Я скольжу руками под ее задницу, она понимает намек и обхватывает бедрами мою талию, когда я прижимаю ее спиной к пальме. Оборванные концы ее уничтоженного платья застревают между нами из-за моей спешки, и я дергаю их в стороны. Я должен похоронить свой член внутри нее, прежде чем взорвусь.
Зажав ее между деревом и своим тазом, я расстегиваю свои джинсы, отодвигаю ее трусики в сторону и заполняю ее одним грубым толчком. Я практически теряю разум, когда ее влажность и теплота окутывает меня, затягивая все глубже и глубже в ее тело. В то же время я слышу, как Ив издает рваный крик от удивления и восторга.
— Скажи мое имя! — мой голос суровый и нуждающийся. — Позволь мне услышать, как ты выкрикиваешь его.
— Данте! Данте! Данте! — задыхается она, каждая новая интонация идеально совпадает с каждой моей новой атакой.
— Вот так, правильно, мой ангел, — говорю я хрипло, снова находя ее губы и толкая язык ей между зубов, трахая ее рот одновременно с киской. Это куда больше чем забвение; это похлеще и сильнее чем все, что я когда-либо знал.
Я трахаю ее так, будто не занимался сексом год, будто не делал этого с ней всю прошлую ночь или ранее сегодня. Вот что она со мной делает. Каждый раз ощущается по-новому и по-другому. Она доводит меня до исступления и заставляет хотеть ее все больше и больше.
Я так неистов в своем желании, что просовываю язык глубоко в ее рот, и Ив задыхается. Я не могу с собой ничего поделать. Она слишком хороша на вкус, и я хочу насладиться этим. Я не могу умерить свой темп или интенсивность, мой самоконтроль разбит вдребезги. Я чувствую, как ее стенки сжимаются вокруг моего члена, когда она взрывается округ меня.
— Да, кончи для меня! — рычу я, отстраняя свой рот от ее, и она кричит снова. Она напрягается, а затем расслабляется в моих объятиях, и я чувствую себя гребаным Богом. — Да-а-а! — стону я, когда мой собственный оргазм уносит меня во временную пустоту, где нет ничего, кроме нас.
Странное ощущение спокойствия охватывает меня после этого, и мы остаемся соединенными, пока наш пульс не становится ровным и медленным. Ив обмякает в моих руках, но она такая худышка, что я с легкостью могу удержать ее вес. Тишина теперь с каждой секундой превращается в более глубокую, удовлетворяющую боль, больше физическую, чем эмоциональную.
Выскальзывая из нее, я ставлю ее на землю. Ее запястья все еще связаны вокруг моей шеи. Я снимаю с себя ее руки и начинаю развязывать ее, нежно проводя большими пальцами по красным отметинам там, где моя веревка натерла ей кожу. Я испытываю чувство гордости за них. Они — символ нашего желания друг к другу, клеймо, которое я хочу оставлять на ее теле каждый раз, когда мы будем трахаться.

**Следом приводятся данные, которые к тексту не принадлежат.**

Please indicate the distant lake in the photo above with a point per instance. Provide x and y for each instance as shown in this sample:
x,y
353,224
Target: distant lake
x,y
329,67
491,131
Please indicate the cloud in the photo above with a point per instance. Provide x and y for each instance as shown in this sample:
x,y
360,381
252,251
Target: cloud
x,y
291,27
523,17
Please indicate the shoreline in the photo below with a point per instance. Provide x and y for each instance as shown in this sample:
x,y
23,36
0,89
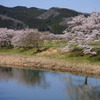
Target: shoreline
x,y
45,63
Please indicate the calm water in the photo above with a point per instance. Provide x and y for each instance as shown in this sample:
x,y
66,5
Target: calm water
x,y
21,84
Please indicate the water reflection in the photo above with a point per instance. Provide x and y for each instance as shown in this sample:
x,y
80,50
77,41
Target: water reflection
x,y
43,85
80,89
25,77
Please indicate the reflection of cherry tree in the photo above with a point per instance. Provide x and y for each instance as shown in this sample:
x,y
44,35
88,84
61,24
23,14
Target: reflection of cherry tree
x,y
83,30
25,77
81,90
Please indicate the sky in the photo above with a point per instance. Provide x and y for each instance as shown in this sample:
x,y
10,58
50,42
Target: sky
x,y
86,6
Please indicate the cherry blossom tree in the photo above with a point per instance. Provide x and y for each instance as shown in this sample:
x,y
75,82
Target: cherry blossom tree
x,y
83,30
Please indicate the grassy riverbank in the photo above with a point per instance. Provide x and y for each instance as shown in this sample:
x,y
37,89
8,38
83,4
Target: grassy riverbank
x,y
51,58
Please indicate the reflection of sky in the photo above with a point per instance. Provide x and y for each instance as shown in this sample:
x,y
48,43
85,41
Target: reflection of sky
x,y
57,86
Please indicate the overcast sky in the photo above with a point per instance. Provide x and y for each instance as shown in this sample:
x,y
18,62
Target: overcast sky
x,y
78,5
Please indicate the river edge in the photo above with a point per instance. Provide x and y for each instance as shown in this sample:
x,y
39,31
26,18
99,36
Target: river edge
x,y
45,63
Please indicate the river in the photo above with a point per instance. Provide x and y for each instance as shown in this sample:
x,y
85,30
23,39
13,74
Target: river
x,y
27,84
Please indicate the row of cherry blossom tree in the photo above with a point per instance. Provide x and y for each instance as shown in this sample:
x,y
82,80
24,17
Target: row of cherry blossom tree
x,y
83,31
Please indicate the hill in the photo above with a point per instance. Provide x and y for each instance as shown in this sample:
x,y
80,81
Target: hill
x,y
42,19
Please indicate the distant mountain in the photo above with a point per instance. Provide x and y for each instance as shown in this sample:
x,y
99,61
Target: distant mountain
x,y
44,20
11,23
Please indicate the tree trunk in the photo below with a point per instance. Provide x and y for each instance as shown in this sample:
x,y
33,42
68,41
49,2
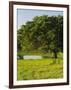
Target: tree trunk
x,y
55,56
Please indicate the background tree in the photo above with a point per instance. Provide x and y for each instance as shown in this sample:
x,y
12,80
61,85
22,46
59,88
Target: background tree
x,y
43,33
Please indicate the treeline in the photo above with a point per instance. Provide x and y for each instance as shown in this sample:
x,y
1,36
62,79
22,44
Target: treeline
x,y
42,34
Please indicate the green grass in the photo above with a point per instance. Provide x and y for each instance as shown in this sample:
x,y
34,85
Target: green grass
x,y
39,69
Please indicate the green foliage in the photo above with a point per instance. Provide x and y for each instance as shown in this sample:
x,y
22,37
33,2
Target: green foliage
x,y
43,34
39,69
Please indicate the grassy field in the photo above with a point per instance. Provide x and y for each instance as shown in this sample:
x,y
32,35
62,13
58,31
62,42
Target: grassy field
x,y
39,69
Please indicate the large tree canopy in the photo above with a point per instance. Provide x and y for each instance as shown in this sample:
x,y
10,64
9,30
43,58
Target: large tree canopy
x,y
43,33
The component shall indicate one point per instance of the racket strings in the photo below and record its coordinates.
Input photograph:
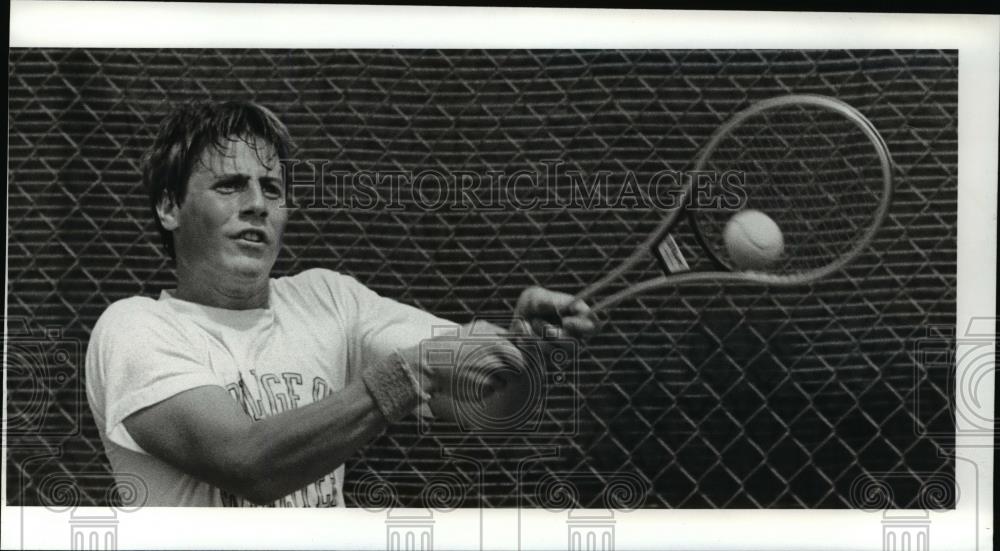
(813, 171)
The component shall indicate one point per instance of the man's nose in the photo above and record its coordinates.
(254, 202)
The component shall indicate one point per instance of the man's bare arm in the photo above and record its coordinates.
(204, 432)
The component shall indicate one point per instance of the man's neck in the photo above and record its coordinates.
(221, 293)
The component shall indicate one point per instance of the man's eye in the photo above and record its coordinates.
(271, 191)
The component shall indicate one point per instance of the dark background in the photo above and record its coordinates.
(702, 396)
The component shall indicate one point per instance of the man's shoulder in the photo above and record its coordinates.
(322, 278)
(128, 312)
(130, 306)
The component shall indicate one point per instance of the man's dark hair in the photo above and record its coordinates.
(185, 134)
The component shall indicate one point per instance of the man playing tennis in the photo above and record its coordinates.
(239, 389)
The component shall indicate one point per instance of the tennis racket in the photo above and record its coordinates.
(814, 164)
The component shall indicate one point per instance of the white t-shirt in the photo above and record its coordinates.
(319, 331)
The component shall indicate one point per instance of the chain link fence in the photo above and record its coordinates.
(708, 396)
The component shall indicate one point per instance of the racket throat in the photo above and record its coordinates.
(669, 255)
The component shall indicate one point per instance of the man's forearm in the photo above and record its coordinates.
(290, 450)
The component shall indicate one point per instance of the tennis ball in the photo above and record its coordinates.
(753, 240)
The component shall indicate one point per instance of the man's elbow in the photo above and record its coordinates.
(247, 475)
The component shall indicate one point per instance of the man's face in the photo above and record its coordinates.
(229, 226)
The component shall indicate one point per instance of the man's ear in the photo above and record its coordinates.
(168, 210)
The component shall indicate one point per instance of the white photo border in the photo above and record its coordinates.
(149, 24)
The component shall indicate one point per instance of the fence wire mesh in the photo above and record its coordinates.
(710, 396)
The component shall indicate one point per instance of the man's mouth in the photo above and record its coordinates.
(252, 236)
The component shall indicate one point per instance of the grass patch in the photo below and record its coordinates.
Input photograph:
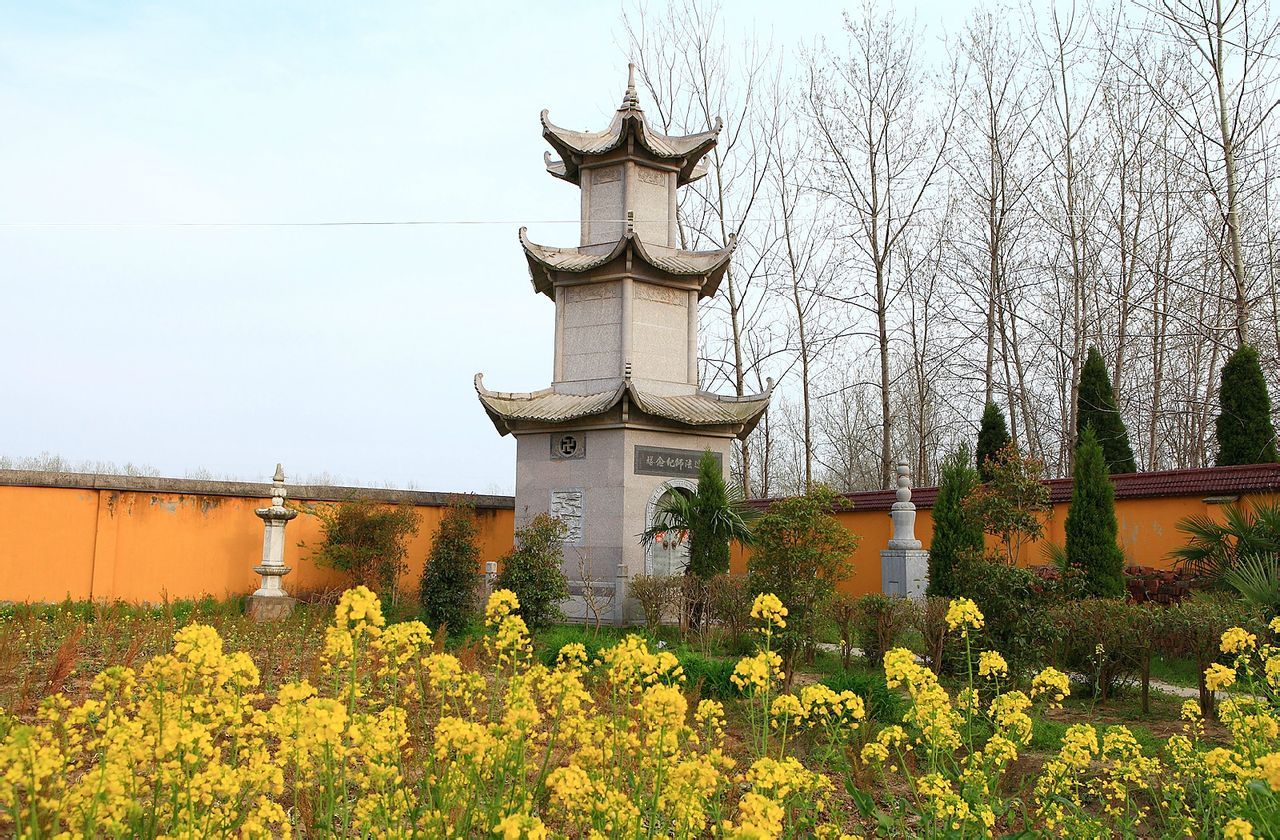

Как только она освобождается от меня, она отворачивается и пытается прикрыться тем, что осталось от ее платья.
— Не надо, — резко говорю я, убирая ее руки и разжимая пальцы.
Я снимаю с плеч ее испорченное платье, пока она не остается абсолютно голой, за исключением белых трусиков. Она не останавливает меня; просто смотрит на меня с нечитаемым выражением на ее красивом лице. Я делаю шаг назад и снимаю свою футболку одним быстрым движением.
— Подними руки.
Ив задерживает свой взгляд на моем прессе, и я не могу сдержать ухмылку, формирующуюся на моих губах. Моему ангелу нравится то, что она видит, но разве она не знает? Она уже заявила права на меня, хочет того или нет, от темной души, скрывающейся под этими мускулами, до этого богом данного лица…
Я надеваю на нее свою футболку ей через голову. Она так велика для нее, что почти достигает колен. Это позор прятать эти груди, но я знаю, что так она чувствует себя более комфортно. Кроме того, я убью любого мужчину, который взглянет на них. Никто другой никогда не получит возможности попробовать ее на вкус. К черту сомнения. К черту все причины, по которым мы не должны быть вместе. Сейчас это притяжение между нами сильнее всего этого.